I need to do cumsum where I start at the end of vector v, and sum backwards.

Is there a separate function for this, or should I just do cumsum(v[end:-1:1])[end:-1:1]?

Not pretty but easy to remember: reverse(cumsum(reverse(v)))

NB:
And for a faster in-place version of the above:

reverse!(cumsum(reverse!(x)))

3 Likes

If you want performance you probably need to use a custom function. This should be close to optimal:

julia> function rev_cumsum!(c,x)
           cumsum = zero(eltype(x))
           @inbounds for i in lastindex(x):-1:firstindex(x)
               cumsum += x[i]
               c[i] = cumsum
           end
           return c
       end
rev_cumsum! (generic function with 1 method)

julia> function rev_cumsum(x)
           c = similar(x)
           return rev_cumsum!(c,x)
       end
rev_cumsum (generic function with 1 method)

julia> x = rand(1:10,1000);

julia> @btime reverse(cumsum(reverse($x)));
  2.516 μs (3 allocations: 23.81 KiB)

julia> @btime rev_cumsum($x);
  570.379 ns (1 allocation: 7.94 KiB)

julia> @btime rev_cumsum!(c,$x) setup=(c=similar(x));
  364.524 ns (0 allocations: 0 bytes)

(edit: added @inbounds, which increases significantly the performance)

2 Likes

Maybe worth noting that you can use Iterators.reverse for this, at least for vectors, although you still need to reverse the result. You can also make a view with reversed indices, which will work for cumsum(x; dims) on matrices etc. too. Should be comparable to the hand-written loop:

julia> @btime reverse(cumsum(reverse($x)));
  min 1.812 μs, mean 5.976 μs (3 allocations: 23.81 KiB, mean GC time 22.64%)

julia> @btime rev_cumsum($x);
  min 424.731 ns, mean 1.569 μs (1 allocation: 7.94 KiB, mean GC time 25.95%)

julia> @btime reverse!(cumsum(Iterators.reverse($x)));
  min 736.321 ns, mean 1.882 μs (1 allocation: 7.94 KiB, mean GC time 22.86%)

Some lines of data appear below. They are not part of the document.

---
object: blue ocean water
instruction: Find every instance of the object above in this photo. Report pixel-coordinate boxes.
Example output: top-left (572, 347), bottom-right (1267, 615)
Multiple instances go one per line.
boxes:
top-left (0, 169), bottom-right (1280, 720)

julia> function rev_cumsum_v(x::AbstractVector)
         y = similar(x)
         cumsum!(view(y, reverse(axes(x,1))), view(x, reverse(axes(x,1))))
         y
       end;

julia> @btime rev_cumsum_v($x);
  min 520.401 ns, mean 1.439 μs (7 allocations: 8.31 KiB, mean GC time 25.81%)
2 Likes

There could be a cumsum(f,x) that accepts a function as a first argument, or this is too rare as a use case to be worth the additional complication?

I think that would probably be in line with what was done to many of the other statistics function in order to allow the same, yet I don’t think it would help in this case as f is applied to all elements.

1 Like

What I had in mind was a mapping, such cumsum(i -> x[end-i+1], x), but that would be something else, of course.